The Sauble River is a river in Bruce County and Grey County in southwestern Ontario, Canada that flows from its headwaters in the township of Chatsworth to Lake Huron north of the community of Sauble Beach.

==Etymology==
The river was originally called Rivière aux Saubles, or "sandy river", by the French. It was named the River aux Saubles on maps until 1881, when it became the Sauble River. When first settled, the area included a sawmill and later, a hydro electric plant.

==Course==
The Sauble River begins at an unnamed pond in the township of Chatsworth in Grey County, between the communities of Desboro to the north and Mooresburg to the south.
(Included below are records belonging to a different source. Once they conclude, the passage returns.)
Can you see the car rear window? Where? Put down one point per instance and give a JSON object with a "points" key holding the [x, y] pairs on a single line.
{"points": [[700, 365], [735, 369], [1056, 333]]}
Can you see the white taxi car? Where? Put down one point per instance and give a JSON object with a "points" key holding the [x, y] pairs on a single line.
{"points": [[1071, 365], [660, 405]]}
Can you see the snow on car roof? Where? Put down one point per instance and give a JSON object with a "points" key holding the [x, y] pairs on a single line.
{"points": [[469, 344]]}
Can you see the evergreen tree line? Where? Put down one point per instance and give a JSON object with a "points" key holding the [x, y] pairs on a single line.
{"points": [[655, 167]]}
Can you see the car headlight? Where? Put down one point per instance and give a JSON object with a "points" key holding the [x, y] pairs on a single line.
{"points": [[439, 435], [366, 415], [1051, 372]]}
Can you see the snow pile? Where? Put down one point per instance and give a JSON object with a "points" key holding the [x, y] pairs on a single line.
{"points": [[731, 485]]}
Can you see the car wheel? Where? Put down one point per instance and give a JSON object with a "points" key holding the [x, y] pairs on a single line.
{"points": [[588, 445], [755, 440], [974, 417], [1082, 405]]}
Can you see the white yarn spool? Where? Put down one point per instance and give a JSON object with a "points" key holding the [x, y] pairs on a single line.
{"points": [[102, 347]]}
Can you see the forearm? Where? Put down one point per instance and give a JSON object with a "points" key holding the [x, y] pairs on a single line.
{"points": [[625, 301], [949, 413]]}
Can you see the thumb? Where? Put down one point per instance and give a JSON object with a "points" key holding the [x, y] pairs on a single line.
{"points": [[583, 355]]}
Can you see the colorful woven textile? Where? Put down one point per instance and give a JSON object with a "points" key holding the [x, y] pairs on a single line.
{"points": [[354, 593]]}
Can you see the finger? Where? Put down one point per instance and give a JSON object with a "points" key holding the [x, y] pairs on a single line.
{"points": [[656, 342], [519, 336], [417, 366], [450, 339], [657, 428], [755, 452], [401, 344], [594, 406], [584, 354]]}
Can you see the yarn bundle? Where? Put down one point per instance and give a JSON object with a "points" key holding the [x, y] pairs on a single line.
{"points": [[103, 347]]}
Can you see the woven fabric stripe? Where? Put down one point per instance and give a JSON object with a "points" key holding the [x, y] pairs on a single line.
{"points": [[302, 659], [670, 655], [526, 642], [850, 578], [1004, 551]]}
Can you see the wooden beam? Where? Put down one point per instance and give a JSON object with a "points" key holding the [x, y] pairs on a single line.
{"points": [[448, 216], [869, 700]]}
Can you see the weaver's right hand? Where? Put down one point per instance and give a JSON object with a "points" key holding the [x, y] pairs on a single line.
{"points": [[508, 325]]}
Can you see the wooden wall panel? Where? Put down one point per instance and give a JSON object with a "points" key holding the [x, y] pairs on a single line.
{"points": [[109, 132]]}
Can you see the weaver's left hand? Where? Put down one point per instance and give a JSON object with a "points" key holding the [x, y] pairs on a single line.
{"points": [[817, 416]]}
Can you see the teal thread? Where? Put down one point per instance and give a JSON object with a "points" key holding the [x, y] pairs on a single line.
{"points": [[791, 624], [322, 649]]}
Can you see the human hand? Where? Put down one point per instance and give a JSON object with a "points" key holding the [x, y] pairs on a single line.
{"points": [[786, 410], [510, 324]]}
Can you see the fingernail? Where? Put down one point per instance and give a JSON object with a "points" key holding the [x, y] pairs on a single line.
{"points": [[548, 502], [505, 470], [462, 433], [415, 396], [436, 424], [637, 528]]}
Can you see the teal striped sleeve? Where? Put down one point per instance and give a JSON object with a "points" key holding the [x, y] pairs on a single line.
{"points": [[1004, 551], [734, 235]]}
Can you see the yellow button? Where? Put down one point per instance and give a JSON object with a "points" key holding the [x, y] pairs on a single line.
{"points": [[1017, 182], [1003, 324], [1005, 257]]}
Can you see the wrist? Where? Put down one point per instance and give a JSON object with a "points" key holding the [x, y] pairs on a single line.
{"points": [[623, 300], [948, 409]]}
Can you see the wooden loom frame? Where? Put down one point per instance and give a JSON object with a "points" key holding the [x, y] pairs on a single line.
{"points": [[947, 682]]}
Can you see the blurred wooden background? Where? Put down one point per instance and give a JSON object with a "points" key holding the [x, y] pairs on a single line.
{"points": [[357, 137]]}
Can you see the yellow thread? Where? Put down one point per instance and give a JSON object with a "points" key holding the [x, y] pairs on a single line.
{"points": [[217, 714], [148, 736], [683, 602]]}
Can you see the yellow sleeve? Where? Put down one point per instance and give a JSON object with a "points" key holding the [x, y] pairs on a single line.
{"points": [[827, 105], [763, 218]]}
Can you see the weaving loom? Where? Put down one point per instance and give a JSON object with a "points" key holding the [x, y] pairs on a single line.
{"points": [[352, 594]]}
It heads north then west, takes in the left tributary Grimston Creek and right tributary Keady Creek, passes along the border to the municipality of Arran–Elderslie in Bruce County near the community of Grimston, before entering that municipality and reaching the community of Tara, where it takes in the left tributary Tara Creek. The river continues north, takes in the left tributary Arkwright Creek, passes through the community of Allenford, and reaches the municipality of South Bruce Peninsula. It then heads northeast, takes in the right tributary Park Head Creek, and turns west west of the community of Hepworth. The river takes in the right tributaries Spring Creek and Rankin River, passes over the Sauble Falls, and reaches Lake Huron at Sauble Beach.

==Natural history==
Sauble Falls Provincial Park is located at the eponymous waterfalls.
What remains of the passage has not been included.